CHATTANOOGA, Tenn. – The number of Americans rooting for England's Danny Willett to defeat talented Texan Jordan Spieth in Sunday's final round of the Masters was minuscule.
So minuscule, in fact, that James Hobbs might know every one of them. Hobbs has coached golf for more than three decades at Jacksonville (Ala.) State University, where Willett was a star player in 2006 and 2007.
"I know that our alumni base and all of our students, staff and faculty were rooting for Danny Willett and were glued to the television and hanging on every shot, just like I was," Hobbs said Monday afternoon. "It was an amazing day for me and a monumental day for our university."
While Willett was shooting a 5-under-par 67 at Augusta National and benefiting from Spieth's quadruple bogey on the 12th hole, Hobbs was with four of his Gamecocks golfers at a college invitational in Nashville. When Hobbs located the clubhouse television and saw what was transpiring, he became transfixed.

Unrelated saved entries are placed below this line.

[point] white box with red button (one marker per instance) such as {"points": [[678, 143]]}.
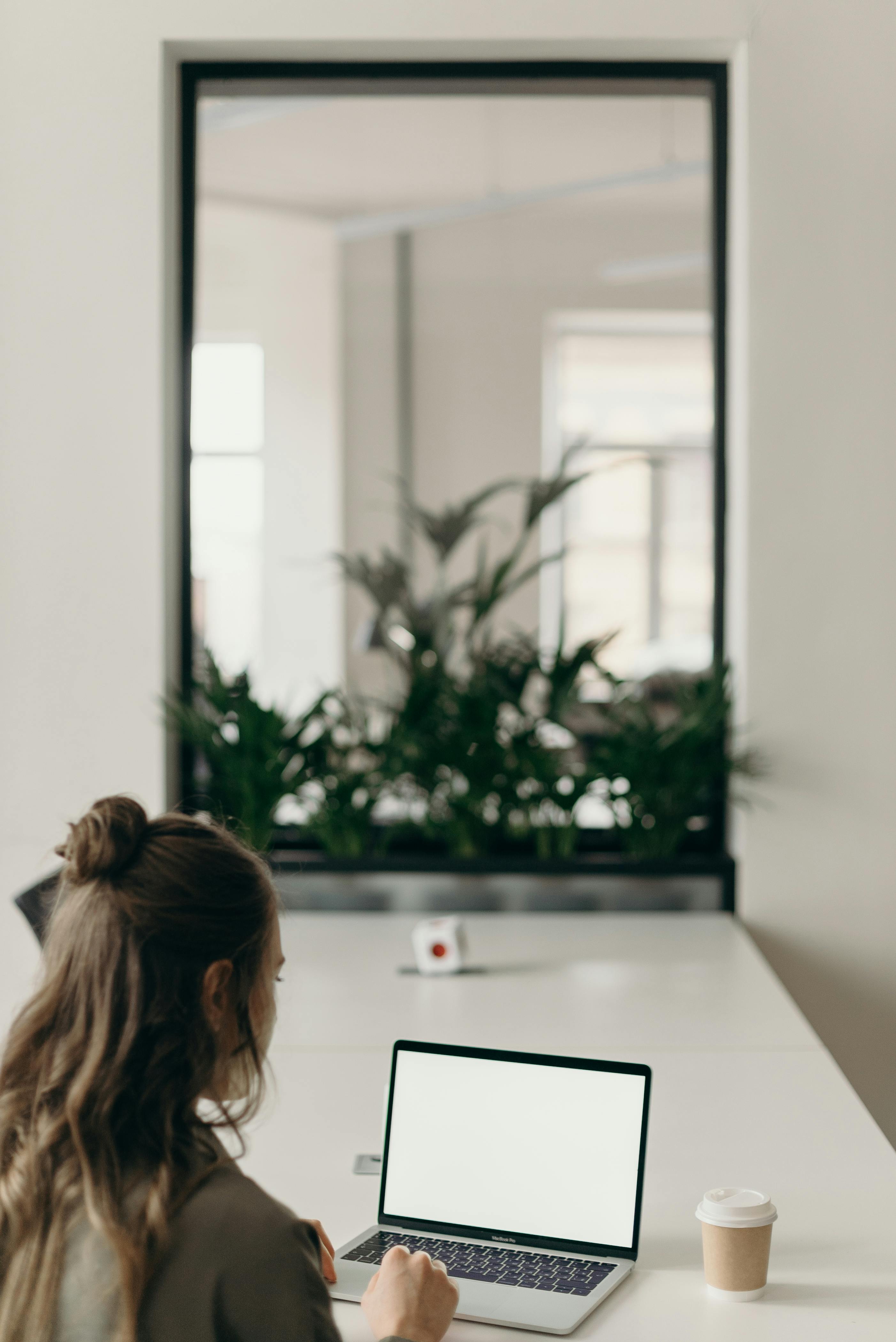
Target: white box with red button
{"points": [[439, 945]]}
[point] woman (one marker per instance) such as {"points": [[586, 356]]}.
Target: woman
{"points": [[121, 1215]]}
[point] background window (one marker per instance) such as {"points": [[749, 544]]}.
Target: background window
{"points": [[631, 395], [227, 501]]}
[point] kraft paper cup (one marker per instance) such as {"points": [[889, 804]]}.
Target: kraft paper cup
{"points": [[737, 1238]]}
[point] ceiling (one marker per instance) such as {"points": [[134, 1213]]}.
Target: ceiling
{"points": [[343, 159]]}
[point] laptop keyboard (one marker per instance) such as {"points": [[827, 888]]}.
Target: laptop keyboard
{"points": [[483, 1263]]}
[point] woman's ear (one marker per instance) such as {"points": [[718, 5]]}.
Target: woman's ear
{"points": [[215, 996]]}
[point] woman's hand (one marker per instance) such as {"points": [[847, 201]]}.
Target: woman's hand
{"points": [[411, 1297], [327, 1252]]}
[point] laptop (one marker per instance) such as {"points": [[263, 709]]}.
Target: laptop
{"points": [[521, 1172]]}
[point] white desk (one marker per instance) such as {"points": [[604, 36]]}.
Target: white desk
{"points": [[744, 1093]]}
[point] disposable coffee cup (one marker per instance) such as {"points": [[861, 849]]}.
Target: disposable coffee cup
{"points": [[737, 1238]]}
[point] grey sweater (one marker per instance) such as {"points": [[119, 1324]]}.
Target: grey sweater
{"points": [[241, 1268]]}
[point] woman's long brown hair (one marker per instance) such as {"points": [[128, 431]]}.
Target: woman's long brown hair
{"points": [[104, 1067]]}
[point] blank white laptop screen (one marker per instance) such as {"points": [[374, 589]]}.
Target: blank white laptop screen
{"points": [[524, 1148]]}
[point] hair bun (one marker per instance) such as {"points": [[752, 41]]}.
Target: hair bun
{"points": [[105, 839]]}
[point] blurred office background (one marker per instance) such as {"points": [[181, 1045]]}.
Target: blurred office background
{"points": [[89, 368]]}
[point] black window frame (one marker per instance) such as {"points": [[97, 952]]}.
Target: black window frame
{"points": [[280, 77]]}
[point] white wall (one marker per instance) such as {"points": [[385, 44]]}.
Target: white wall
{"points": [[275, 278], [82, 280]]}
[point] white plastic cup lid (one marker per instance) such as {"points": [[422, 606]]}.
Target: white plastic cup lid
{"points": [[737, 1207]]}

Spieth was faltering in his bid to repeat. Willett was becoming the unlikely 80th Masters champion.
"I was just hoping he would have a good, strong finish and could wind up second," said Hobbs, who was a guest on "Press Row" on Chattanooga's ESPN 105.1 FM. "Then everything changed, and he was in the lead."

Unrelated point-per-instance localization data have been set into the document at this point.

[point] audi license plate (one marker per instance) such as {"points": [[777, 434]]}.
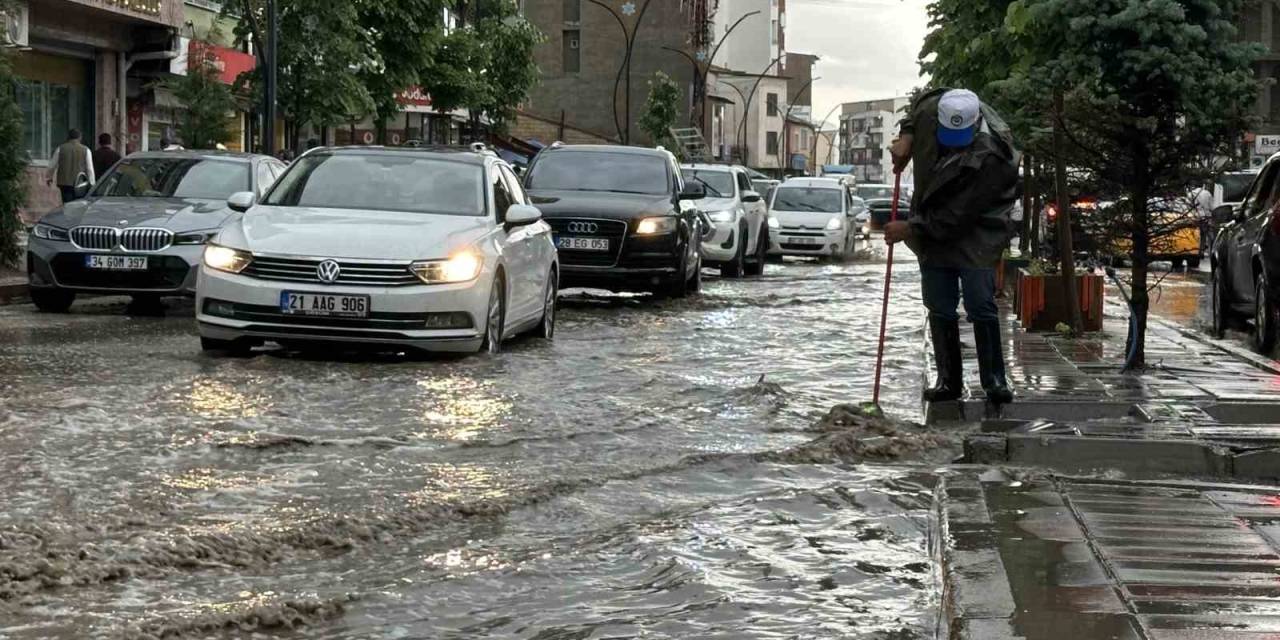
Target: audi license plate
{"points": [[583, 243], [117, 263], [323, 305]]}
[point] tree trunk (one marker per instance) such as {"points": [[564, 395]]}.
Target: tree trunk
{"points": [[1024, 237], [1066, 252]]}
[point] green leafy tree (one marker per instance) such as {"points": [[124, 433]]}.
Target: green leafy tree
{"points": [[661, 109], [209, 103], [13, 165]]}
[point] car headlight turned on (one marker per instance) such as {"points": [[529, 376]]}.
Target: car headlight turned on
{"points": [[722, 216], [225, 259], [464, 266], [50, 232], [656, 225]]}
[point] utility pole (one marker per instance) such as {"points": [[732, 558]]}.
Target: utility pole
{"points": [[272, 59]]}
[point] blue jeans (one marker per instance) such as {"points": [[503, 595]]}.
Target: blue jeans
{"points": [[941, 288]]}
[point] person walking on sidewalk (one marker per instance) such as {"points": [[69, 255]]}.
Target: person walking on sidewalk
{"points": [[960, 224], [69, 161], [104, 156]]}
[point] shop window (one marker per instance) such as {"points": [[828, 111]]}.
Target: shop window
{"points": [[49, 112]]}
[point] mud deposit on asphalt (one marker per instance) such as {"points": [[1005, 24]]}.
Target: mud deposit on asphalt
{"points": [[663, 470]]}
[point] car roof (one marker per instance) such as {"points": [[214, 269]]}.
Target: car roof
{"points": [[196, 152], [452, 152]]}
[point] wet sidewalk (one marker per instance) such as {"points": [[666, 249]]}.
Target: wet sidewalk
{"points": [[1052, 558]]}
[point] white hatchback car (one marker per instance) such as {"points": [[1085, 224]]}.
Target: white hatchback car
{"points": [[812, 216], [739, 242], [425, 248]]}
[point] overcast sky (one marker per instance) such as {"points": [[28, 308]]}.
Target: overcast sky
{"points": [[868, 48]]}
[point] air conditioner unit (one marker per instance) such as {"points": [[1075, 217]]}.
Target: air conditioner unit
{"points": [[17, 24]]}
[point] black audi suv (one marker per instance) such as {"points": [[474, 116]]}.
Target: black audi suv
{"points": [[622, 218]]}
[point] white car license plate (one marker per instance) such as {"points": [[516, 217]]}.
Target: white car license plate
{"points": [[323, 305], [117, 263], [583, 243]]}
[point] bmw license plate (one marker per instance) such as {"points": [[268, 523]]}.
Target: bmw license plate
{"points": [[583, 243], [117, 263], [323, 305]]}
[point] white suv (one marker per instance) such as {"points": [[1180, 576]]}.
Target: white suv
{"points": [[739, 242], [812, 216]]}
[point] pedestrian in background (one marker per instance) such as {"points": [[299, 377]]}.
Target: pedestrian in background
{"points": [[960, 224], [104, 156], [69, 161]]}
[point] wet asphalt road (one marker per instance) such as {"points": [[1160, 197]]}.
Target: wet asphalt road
{"points": [[609, 484]]}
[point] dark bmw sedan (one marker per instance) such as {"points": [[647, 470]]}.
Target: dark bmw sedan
{"points": [[141, 231], [622, 218]]}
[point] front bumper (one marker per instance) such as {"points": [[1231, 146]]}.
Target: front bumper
{"points": [[722, 245], [789, 242], [60, 265], [231, 307]]}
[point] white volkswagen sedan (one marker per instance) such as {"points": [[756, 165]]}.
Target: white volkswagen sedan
{"points": [[424, 248]]}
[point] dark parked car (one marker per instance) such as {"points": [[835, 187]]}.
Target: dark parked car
{"points": [[142, 228], [1247, 260], [622, 218]]}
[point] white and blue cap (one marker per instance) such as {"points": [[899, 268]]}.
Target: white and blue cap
{"points": [[959, 112]]}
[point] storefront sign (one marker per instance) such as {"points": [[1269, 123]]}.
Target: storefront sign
{"points": [[228, 62]]}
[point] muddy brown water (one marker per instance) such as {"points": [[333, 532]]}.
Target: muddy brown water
{"points": [[638, 478]]}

Willett's stunning victory Sunday moved him to No. 9 in the World Golf Rankings, his first venture into the top 10, but how did he get to JSU?
"I had a recruiting service that I had dealt with many times before for players," Hobbs said, "and they sent me word that they had a player from England who was looking for a school. His father was a minister and did not want him at a really big school or in a really big city. He wanted him in a small environment where there was not a lot of trouble he could get into, so he was very protective of Danny as far as where he went to school.
"I had a little bit of aid money, so I made some contacts with Danny and his family, made an offer, and he accepted. The next thing I know, he's on our campus. He brought a great attitude and a lot of confidence in his skills."
Willett was the Ohio Valley Conference freshman of the year in 2006 and a year later was the OVC tournament medalist and competed in the Walker Cup. By March 2008, Willett was back in England ranked as the world's No. 1 amateur and turned pro.
While at JSU, Willett often bickered with teammates about golf's biggest and most important major.
"Danny would always argue that the British Open was the only real major," Hobbs said, beginning to laugh. "My American guys would always say that he didn't understand and that the Masters was the greatest tournament of all. I can't wait to ask him what's the greatest major of all now that he's a Masters champion."
In addition to JSU being a smaller school in a small town, Hobbs also sold Willett on great spring and fall weather. Hobbs has something extra to sell recruits now, and it's a pitch he won't stop making any time soon.
"We tell everybody we recruit that Danny Willett played here, and it always raises an eyebrow," he said. "Danny has a great future. He showed yesterday that he can handle the pressure in that situation. Down the stretch, he made the birdies when he had to and made the pars when he had to. He had a great up-and-down on 17.
"I think Danny could be in the top five of the world rankings here in a short period of time."